Dr. Johnson says that the only athlete who may delay surgery until his bones are mature is the "coach potato" who does nothing but play XBox, watch television and engage in other sedentary activities. "Unfortunately, kids like that don't tear their ACL; it is the very active teenager who suffer this type of injury," he notes.
Study details
The study, which was presented at the 2009 Annual Meeting of the American Orthopaedic Society for Sports Medicine, linked a delay in ACL surgical reconstruction of more than 12 weeks to:
- a 4-fold increase in irreparable tears of the medial meniscus;
- an 11-fold increase in lateral compartment chondral injuries; and
- a 3-fold increase in patellotrochlear injuries.
- Knee instability also increased significantly.
"The risk of inducing a growth disturbance with early reconstruction of a torn ACL must be balanced against the risk of further knee damage by delaying treatment until closer to skeletal maturity. Our study measured the independent risk factors for and relative risk of meniscal and chondral injuries in pediatric ACL patients," said the lead author, Theodore J. Ganley, MD, Director of the Sports Medicine and Performance Center for The Children's Hospital of Pennsylvania and the University of Pennsylvania School of Medicine.
"Given that both ACL injury and meniscal damage are independent risk factors for the development of osteoarthritis, these data argue strongly in favor of early ACL reconstruction in this population," the investigators concluded.
Researchers analyzed the records of 69 patients, 14 years of age and younger who had undergone ACL reconstruction between 1991 and 2005. Data collected included demographics, relevant history (mechanism and side of injury, time from injury to surgery, one or more episodes of instability with activity, use of brace and return to sports), earliest MRI findings and physical exam findings. Operative reports and intra-operative images were also used to classify meniscal and articular cartilage pathology.

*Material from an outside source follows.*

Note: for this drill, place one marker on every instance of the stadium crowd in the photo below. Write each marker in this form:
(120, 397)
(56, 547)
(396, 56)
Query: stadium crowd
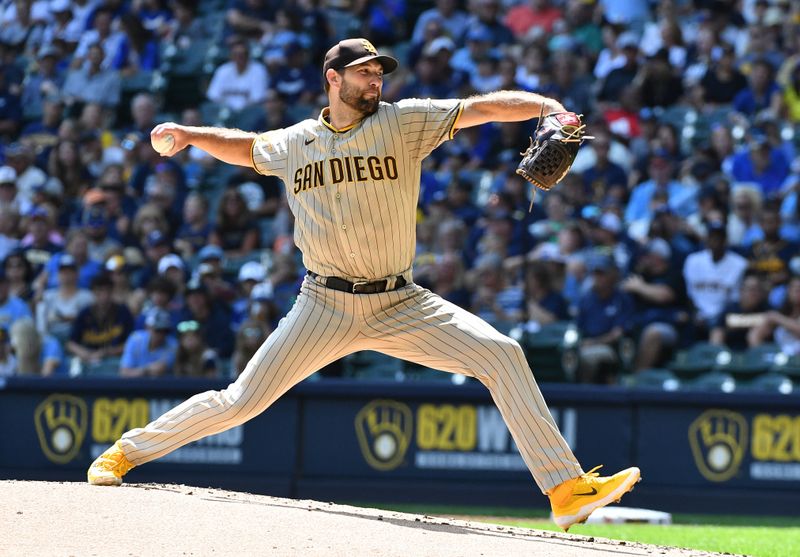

All of the patients were counseled as to the benefits and risks of delaying ACL reconstruction and advised to avoid any at-risk activities along with participating in physical therapy prior to their reconstruction. If the decision was made to delay treatment, patients were instructed to wear a custom ACL brace. All patients who underwent the surgery utilized a soft tissue graft with anatomically placed tunnels and fixation devices that did not cross the growth plate. Patients were also followed for a minimum of one-year post-operatively with no growth disturbances being noted.
"Our results highlight and help quantify the risk associated with delaying ACL reconstruction in young athletes and the need for continued injury prevention efforts," said Ganley.